White presented a paper on the subject at the Fall 2000 meeting of the American Geophysical Union held Dec. 15 to Dec. 20 in San Francisco. Paper co-authors included Jeff Severinghaus of the University of California at San Diego, Kendrick Taylor of the University of Nevada, Reno, Albert Brooks of Washington State University and Richard Alley of Pennsylvania State University.

A second abrupt warming event in Antarctica about 15,000 years ago also was documented by the team using the Siple Dome core. Nearly as strong and swift as the first, the second event appears to have preceded a rapid warming in the North Atlantic known as BOLLING/ALLEROD, said White.

"The BOLLING /ALLEROD event is widely considered the signal for when the North Atlantic ‘woke up’ and began to circulate like we see it today, pumping vast amounts of heat into Scandinavia and Europe,’" said White. "Over the course of a few decades we see a warming of air temperatures in that region ranging from about 18 degrees to 27 degrees F."

Both Antarctic warming events were charted by measuring changes in stable isotopes of nitrogen in air and hydrogen and oxygen isotopes in the ice itself.
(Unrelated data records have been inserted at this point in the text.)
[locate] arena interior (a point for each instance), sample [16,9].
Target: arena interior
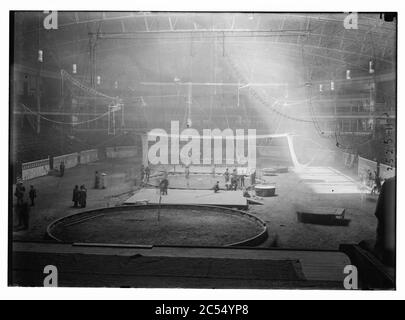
[209,149]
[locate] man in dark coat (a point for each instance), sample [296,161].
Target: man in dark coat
[25,215]
[83,196]
[62,168]
[76,195]
[33,195]
[164,184]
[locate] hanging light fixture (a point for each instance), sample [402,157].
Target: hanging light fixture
[371,67]
[40,56]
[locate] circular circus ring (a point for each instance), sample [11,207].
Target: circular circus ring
[215,226]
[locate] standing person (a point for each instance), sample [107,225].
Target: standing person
[83,196]
[62,168]
[377,183]
[216,187]
[142,172]
[242,181]
[33,195]
[147,174]
[164,184]
[19,193]
[187,171]
[226,175]
[76,196]
[25,215]
[253,178]
[97,180]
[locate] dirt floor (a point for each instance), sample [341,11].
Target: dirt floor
[55,193]
[171,227]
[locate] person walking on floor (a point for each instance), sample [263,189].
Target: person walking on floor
[147,174]
[76,195]
[83,196]
[33,195]
[62,168]
[216,187]
[226,175]
[164,184]
[19,193]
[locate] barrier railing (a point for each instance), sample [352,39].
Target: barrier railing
[34,169]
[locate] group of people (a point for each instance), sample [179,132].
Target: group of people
[234,181]
[79,197]
[23,206]
[374,181]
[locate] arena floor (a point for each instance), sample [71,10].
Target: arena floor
[174,225]
[279,212]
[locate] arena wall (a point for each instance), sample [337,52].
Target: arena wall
[34,169]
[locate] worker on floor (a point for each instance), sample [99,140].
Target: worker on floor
[76,196]
[97,180]
[83,196]
[62,168]
[25,215]
[142,172]
[163,185]
[147,174]
[226,175]
[216,187]
[33,195]
[19,193]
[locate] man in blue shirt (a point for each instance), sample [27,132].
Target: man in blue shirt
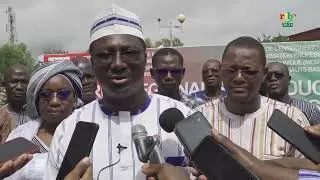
[277,84]
[211,79]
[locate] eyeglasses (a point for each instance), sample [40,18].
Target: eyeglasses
[246,73]
[277,75]
[174,72]
[62,95]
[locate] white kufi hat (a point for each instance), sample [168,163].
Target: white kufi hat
[116,21]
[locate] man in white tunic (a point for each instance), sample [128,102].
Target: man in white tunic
[243,114]
[118,57]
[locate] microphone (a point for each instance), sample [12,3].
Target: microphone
[169,118]
[210,158]
[147,146]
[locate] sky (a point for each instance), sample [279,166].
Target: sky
[61,24]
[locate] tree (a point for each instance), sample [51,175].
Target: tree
[11,54]
[54,51]
[269,38]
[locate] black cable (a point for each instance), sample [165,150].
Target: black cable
[120,149]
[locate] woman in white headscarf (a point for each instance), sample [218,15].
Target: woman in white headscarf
[53,93]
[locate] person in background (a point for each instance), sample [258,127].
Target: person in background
[16,81]
[291,169]
[212,82]
[168,71]
[82,171]
[3,95]
[53,93]
[277,83]
[242,115]
[118,55]
[89,81]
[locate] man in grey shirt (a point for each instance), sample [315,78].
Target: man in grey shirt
[277,84]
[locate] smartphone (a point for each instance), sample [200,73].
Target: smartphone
[12,149]
[216,162]
[192,130]
[79,147]
[295,135]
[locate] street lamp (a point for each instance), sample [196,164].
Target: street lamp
[171,26]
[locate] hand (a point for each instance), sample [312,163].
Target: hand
[82,171]
[11,166]
[313,130]
[165,172]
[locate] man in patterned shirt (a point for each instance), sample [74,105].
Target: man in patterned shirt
[16,82]
[243,114]
[168,71]
[277,83]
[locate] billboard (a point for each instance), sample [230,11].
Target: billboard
[303,59]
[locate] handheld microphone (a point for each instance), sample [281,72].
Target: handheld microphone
[147,146]
[210,158]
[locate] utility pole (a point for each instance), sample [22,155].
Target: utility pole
[11,26]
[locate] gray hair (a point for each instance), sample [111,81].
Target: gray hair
[42,73]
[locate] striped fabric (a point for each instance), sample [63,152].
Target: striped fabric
[308,175]
[18,118]
[310,110]
[112,131]
[250,131]
[37,141]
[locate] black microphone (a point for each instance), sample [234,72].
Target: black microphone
[209,157]
[169,118]
[147,146]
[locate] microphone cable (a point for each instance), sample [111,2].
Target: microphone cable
[120,149]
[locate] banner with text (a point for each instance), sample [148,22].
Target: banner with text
[303,59]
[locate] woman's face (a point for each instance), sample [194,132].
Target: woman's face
[56,100]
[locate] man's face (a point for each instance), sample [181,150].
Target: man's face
[119,63]
[16,85]
[211,74]
[242,73]
[168,73]
[277,81]
[89,82]
[56,100]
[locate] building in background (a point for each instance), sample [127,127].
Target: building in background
[311,35]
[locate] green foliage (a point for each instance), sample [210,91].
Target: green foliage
[54,51]
[279,38]
[148,43]
[11,54]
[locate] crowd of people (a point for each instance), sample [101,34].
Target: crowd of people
[45,105]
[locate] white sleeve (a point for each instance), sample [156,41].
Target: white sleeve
[52,167]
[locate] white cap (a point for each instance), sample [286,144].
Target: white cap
[116,21]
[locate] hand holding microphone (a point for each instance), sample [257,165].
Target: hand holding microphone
[147,147]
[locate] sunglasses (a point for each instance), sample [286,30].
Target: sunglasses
[62,95]
[174,72]
[277,75]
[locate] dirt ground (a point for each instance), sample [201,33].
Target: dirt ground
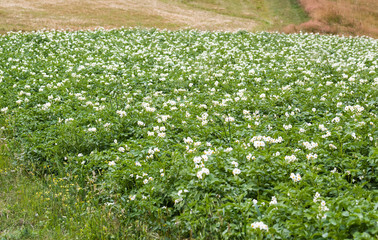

They were tentatively dated using a combination of annual ice-layer counting and atmospheric methane concentrations trapped in the ice. Annual ice layers in ice cores often can be distinguished from one another as distinct rings laid down, much like the annual rings of trees.

Severinghaus measured the ratio of two nitrogen isotopes in core sections tied to the two Antarctic warming events in order to calculate changes in the air temperature. White sampled the ice core for two stable isotopes of water, deuterium and oxygen-18.

"These isotope changes can be used to determine surface conditions such as air temperature, both in the Pacific Ocean where moisture originates as well as on the ice sheet," he said.

Excesses in deuterium in the cores indicated that sea-surface temperatures rose dramatically or the humidity in the region dropped significantly at the time, White said. Perhaps the most likely scenario is a decrease in humidity over the southern Pacific as water vapor rose into the atmosphere, triggered by a major change of air circulation.

"Water vapor is the prime greenhouse gas," said White. "The deuterium isotope changes may be an indication there was a swift and fundamental change in the atmosphere affecting the tropical Pacific Ocean. Perhaps adding greenhouse gases to the atmosphere was some kind of threshold event as reflected by the sudden temperature rise."

The researchers also were able to tease out "glimpses" of past El Nino/Southern Oscillation events, thought to occur every two to seven years when warming water wells up in the tropical Pacific and moves from east to west, causing worldwide weather changes. Evidence of ENSO events is visible in the Siple Dome core going back 10,000 years.

White said there is no doubt human activity has played a large part in global warming over the past several centuries. "Greenhouse gas concentrations and climate change are based on simple theories," he said. "By pumping vast amounts of greenhouse gases into the atmosphere, humans have set down a huge footprint that covers the entire planet."